O ensino de filosofia e a formação filosófica em disciplinas eletivas
Após muitas idas e vindas e inquietações acerca da Filosofia enquanto disciplina no Ensino Médio, como costumeiramente mostra e comprova a própria história curricular brasileira no que diz respeito a esta disciplina, e sobre a sua instabilidade nas descontinuidades deste currículo escolar brasileiro, novamente os anos de 2016 e 2017 registraram uma movimentação mudancista que resultou em nova reforma do ensino, em que a disciplina de filosofia é destituída de seu posto de obrigatoriedade, passando a ser considerada, de maneira vaga, como estudos e práticas dentro das áreas de conhecimento.

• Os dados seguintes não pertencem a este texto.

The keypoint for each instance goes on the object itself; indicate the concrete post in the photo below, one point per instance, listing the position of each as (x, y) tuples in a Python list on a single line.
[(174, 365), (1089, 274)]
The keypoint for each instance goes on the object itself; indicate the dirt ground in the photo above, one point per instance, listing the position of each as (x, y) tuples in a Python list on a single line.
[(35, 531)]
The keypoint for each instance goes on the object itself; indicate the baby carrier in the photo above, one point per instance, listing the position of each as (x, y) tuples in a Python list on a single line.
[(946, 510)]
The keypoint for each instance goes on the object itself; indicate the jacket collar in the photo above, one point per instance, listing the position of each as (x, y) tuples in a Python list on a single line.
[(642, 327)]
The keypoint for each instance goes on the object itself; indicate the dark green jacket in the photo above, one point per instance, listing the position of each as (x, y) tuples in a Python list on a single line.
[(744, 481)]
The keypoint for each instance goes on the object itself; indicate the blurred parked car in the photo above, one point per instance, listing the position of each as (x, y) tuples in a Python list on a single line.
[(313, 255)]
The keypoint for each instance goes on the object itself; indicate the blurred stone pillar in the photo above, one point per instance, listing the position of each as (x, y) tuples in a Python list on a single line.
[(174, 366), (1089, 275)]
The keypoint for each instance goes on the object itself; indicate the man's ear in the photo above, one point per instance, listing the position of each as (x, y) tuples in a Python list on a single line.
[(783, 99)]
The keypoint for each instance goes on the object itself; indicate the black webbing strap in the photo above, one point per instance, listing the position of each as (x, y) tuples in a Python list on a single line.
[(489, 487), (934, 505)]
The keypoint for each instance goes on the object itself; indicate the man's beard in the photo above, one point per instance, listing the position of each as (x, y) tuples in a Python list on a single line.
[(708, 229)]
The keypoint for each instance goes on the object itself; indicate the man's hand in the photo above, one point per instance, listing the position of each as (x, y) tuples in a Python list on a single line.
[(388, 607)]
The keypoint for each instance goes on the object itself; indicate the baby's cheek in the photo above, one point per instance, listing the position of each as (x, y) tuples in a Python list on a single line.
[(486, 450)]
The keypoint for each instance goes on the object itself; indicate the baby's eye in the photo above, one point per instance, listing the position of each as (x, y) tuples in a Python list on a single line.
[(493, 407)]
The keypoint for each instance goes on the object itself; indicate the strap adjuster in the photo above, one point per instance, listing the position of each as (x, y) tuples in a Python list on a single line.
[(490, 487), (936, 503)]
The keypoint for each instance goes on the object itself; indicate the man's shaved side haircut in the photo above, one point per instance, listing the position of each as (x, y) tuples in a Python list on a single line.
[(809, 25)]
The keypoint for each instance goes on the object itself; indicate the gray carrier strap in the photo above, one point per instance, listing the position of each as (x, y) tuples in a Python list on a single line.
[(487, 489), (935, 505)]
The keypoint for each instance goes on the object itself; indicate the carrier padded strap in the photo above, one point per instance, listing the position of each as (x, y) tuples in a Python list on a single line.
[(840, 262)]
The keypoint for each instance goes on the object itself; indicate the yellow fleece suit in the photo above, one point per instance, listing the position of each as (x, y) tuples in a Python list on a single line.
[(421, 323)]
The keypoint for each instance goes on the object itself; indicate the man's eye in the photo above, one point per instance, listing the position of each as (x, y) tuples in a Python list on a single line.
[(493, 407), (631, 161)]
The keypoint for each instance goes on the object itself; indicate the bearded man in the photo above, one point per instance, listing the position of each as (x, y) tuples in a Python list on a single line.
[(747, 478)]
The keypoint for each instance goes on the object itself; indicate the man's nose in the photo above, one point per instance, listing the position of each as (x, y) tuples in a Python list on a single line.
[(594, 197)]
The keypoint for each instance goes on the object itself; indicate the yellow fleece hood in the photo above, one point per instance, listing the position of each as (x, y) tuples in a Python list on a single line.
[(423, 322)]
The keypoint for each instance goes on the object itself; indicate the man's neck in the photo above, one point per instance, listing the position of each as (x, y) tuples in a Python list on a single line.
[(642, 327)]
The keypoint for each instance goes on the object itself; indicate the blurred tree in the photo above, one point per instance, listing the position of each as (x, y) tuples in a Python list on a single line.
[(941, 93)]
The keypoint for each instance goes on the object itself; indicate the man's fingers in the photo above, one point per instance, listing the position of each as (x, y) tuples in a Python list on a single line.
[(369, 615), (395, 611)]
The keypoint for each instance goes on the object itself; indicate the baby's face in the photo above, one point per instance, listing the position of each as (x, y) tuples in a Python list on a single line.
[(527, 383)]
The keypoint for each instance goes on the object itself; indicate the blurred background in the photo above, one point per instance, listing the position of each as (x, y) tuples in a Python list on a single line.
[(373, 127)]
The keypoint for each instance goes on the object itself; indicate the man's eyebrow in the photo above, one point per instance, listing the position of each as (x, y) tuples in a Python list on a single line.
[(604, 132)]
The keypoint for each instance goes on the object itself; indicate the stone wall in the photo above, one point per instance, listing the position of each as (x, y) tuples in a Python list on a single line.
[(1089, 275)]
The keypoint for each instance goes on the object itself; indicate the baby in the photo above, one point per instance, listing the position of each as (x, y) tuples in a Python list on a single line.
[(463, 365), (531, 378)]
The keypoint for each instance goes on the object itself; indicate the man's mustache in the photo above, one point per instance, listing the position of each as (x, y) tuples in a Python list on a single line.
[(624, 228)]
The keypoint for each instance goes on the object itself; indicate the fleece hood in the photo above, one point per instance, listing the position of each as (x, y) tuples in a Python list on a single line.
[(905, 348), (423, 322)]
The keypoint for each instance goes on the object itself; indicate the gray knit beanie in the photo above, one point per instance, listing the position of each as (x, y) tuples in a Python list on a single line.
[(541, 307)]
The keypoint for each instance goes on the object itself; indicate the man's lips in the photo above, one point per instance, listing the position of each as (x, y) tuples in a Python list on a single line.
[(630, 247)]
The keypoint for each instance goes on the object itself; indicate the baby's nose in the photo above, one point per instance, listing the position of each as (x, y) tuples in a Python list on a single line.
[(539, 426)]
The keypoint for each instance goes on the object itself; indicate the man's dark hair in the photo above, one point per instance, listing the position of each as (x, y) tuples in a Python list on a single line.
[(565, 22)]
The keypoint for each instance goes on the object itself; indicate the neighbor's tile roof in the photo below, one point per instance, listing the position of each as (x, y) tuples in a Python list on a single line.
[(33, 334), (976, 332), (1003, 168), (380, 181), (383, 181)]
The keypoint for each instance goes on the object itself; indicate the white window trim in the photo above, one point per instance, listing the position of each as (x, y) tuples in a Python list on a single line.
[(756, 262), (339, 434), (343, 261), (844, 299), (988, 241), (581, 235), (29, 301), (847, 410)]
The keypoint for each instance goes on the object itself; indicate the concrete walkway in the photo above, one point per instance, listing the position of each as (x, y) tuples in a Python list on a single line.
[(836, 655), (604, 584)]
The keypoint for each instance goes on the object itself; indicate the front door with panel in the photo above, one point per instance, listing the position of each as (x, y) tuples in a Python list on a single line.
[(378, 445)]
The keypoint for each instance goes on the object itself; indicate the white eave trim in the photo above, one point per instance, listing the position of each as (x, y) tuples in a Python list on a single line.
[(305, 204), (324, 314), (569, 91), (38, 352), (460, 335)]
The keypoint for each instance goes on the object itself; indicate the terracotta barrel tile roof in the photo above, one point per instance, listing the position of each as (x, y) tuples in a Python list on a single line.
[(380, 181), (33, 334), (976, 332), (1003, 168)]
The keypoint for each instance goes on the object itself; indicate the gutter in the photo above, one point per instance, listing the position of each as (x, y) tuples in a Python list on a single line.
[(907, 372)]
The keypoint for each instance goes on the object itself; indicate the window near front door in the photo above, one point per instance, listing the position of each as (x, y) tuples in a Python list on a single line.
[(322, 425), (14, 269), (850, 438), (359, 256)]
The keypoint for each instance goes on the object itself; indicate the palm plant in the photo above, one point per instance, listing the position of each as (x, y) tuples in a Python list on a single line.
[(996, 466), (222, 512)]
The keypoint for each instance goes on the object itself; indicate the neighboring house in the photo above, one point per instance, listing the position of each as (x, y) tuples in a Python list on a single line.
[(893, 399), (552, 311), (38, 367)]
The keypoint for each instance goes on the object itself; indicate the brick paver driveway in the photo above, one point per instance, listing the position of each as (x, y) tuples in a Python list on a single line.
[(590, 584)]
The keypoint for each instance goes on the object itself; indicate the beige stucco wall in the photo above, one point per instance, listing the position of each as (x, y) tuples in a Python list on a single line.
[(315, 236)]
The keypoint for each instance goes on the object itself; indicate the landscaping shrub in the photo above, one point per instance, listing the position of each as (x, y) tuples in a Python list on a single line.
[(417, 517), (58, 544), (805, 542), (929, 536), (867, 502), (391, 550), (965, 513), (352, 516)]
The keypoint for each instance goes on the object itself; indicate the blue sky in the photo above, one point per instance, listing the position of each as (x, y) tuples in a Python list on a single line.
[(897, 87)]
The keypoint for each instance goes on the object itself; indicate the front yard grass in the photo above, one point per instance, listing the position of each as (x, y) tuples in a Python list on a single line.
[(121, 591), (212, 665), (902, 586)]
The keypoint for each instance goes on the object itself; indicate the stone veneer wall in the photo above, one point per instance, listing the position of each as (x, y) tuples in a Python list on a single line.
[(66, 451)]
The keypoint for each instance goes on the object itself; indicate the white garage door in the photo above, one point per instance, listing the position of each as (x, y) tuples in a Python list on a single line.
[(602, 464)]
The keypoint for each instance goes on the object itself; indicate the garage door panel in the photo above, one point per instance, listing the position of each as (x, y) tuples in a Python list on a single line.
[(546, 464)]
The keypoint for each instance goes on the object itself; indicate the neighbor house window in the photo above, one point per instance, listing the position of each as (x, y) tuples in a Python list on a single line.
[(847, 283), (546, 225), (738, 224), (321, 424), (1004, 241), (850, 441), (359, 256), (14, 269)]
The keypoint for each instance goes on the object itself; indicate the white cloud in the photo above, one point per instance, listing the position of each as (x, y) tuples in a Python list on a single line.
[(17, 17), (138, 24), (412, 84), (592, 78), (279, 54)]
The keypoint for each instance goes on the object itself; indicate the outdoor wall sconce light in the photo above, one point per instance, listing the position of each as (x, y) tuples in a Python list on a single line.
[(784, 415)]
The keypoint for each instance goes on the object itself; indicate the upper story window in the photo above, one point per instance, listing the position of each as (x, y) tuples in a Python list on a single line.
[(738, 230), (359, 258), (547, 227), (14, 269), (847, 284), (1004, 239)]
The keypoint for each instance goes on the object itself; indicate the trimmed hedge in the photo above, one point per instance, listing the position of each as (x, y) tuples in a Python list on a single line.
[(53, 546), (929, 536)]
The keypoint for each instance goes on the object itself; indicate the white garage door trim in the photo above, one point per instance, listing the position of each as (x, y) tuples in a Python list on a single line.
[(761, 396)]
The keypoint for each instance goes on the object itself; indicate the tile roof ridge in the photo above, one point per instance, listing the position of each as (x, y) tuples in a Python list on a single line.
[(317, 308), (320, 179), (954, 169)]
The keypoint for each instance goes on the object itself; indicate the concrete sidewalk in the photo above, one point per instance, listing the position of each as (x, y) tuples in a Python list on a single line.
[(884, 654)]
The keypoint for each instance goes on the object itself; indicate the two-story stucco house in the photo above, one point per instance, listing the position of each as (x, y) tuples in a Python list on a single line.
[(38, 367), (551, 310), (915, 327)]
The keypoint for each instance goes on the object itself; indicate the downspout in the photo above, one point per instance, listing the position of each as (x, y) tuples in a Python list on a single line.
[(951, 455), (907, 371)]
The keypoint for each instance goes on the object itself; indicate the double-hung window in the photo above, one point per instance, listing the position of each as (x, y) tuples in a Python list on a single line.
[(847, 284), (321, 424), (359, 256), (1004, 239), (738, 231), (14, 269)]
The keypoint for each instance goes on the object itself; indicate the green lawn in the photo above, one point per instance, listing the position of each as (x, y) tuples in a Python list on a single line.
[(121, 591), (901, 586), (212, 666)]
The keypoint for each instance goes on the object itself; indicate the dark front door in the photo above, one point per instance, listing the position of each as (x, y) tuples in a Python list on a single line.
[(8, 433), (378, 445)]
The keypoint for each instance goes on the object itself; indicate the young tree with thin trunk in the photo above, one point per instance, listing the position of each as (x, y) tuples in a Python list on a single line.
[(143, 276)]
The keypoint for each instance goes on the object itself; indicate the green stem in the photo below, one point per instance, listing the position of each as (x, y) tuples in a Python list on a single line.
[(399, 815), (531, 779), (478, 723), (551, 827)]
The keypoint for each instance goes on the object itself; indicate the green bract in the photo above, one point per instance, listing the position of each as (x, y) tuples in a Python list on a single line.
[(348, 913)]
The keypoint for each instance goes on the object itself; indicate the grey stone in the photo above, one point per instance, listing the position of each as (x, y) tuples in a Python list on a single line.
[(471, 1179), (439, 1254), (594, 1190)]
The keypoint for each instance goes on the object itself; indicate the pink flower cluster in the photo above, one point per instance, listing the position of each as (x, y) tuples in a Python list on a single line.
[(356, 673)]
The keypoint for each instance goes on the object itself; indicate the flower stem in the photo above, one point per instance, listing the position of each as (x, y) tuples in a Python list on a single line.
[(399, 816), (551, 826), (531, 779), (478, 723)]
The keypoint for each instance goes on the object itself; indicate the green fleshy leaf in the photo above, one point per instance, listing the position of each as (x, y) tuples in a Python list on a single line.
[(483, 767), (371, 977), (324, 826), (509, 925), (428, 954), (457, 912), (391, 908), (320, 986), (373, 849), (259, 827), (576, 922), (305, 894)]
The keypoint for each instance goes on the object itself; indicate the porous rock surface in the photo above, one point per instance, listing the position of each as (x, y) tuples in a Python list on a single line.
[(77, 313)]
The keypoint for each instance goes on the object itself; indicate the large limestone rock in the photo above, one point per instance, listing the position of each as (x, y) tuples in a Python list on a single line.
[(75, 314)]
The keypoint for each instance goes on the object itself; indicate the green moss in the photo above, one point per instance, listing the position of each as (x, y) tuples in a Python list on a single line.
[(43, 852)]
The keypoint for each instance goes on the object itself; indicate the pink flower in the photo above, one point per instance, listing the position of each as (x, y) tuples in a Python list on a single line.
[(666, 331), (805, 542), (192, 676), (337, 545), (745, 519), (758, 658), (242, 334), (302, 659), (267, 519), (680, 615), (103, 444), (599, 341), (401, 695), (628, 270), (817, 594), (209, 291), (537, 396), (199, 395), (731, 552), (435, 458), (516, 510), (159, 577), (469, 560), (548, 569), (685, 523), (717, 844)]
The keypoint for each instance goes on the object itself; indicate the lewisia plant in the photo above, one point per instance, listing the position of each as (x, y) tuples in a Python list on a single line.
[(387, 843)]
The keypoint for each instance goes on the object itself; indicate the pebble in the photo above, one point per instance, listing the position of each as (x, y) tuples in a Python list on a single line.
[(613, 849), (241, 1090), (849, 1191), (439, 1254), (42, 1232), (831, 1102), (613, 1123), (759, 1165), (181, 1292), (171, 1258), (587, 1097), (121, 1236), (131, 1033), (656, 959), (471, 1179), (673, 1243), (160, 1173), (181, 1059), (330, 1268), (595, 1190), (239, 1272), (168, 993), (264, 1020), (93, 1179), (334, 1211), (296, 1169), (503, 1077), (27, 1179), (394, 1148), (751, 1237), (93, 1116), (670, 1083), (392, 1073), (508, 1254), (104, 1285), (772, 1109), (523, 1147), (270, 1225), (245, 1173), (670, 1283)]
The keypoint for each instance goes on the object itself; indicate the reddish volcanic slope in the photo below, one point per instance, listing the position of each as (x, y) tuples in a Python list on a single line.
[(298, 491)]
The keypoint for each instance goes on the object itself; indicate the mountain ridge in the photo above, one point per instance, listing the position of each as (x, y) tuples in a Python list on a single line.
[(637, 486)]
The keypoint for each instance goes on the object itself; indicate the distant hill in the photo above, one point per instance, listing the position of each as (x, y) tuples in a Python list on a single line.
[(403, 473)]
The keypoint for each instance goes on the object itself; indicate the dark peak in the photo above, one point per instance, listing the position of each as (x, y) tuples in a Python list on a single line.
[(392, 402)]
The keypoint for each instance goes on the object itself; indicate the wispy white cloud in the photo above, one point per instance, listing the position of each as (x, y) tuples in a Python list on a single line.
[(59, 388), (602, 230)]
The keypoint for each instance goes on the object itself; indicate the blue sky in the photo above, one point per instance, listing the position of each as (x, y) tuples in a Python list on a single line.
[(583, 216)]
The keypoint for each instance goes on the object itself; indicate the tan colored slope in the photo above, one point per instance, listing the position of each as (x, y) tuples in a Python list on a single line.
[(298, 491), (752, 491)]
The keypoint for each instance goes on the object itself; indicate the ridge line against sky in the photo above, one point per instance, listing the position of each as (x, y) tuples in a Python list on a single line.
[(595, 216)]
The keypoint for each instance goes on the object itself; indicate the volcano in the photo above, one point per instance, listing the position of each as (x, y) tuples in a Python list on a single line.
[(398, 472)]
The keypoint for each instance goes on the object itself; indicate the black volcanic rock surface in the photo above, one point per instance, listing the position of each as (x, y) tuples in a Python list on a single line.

Sequer completara dez anos desde seu retorno compulsório, em 2008, e agora, após muitos esforços, como debates públicos, investimentos, formações, desenvolvimentos de metodologias a partir das ampliações da pós-graduação, tanto lato quanto stricto sensu, e uma Medida Provisória, MP 746/16, fez parecer ter sido tudo em vão. Essa mudança colocou a filosofia em uma situação, aparentemente, pouco favorável.
A obrigatoriedade da disciplina de Filosofia, antes da referida reforma, fora outorgada pela Lei n.º 11.684 de 2 de junho de 2008, cujo intuito era a alteração da Lei de Diretrizes e Bases da Educação Nacional (LDB), Lei 9.394 de 20 de dezembro de 1996, particularmente em seu Art. 36, inciso IV, incluindo-a obrigatoriamente em todas as séries do Ensino Médio. Conforme afirmou Lindberg (2019), “o retorno do caráter obrigatório da Filosofia no ensino médio, em 2008, reforçou o conjunto de leis existentes em vários estados, impulsionando seu ensino na educação básica em nosso país.” Ainda de acordo com o mesmo autor, o impulsionamento a qual a referida lei foi responsável, garantiu o retorno da disciplina, após longos anos formalmente fora do currículo escolar, provocando, assim, um impacto significativo no seu ensino, com a consolidação, já a partir de 2012, de ações que vão desde a inclusão da disciplina no Programa Nacional do Livro Didático (PNLD) e posterior publicação dos livros didáticos de filosofia, passando pela criação do Mestrado Profissional em Filosofia (Prof-Filo), bem como o fomento da formação e qualificação das licenciaturas em filosofia e da formação de seus professores pela Coordenação de Aperfeiçoamento de Pessoal de Nível Superior (CAPES), notadamente através dos Programa Institucional de Bolsas de Iniciação à Docência (PIBID) e Programa de Residência Pedagógica (PR).
Afinal, será mesmo que isto representará o fim da Filosofia no Ensino Médio? Haverá ainda possibilidades para ela? Se a resposta é sim, de que maneira? Quais são essas possibilidades? Estaria assegurada a própria formação do professor de Filosofia, numa licenciatura específica? Faria sentido esta formação específica, inclusive para a maioria das disciplinas, dado que foram incluídas como conteúdos em suas respectivas áreas? As questões, portanto, são muitas e inquietantes. O presente texto pretende ser consolidado a partir de possíveis respostas a essas questões, procurando ver possibilidades e caminhos para a disciplina de filosofia e as possibilidades de seu ensino neste contexto da reforma do ensino médio.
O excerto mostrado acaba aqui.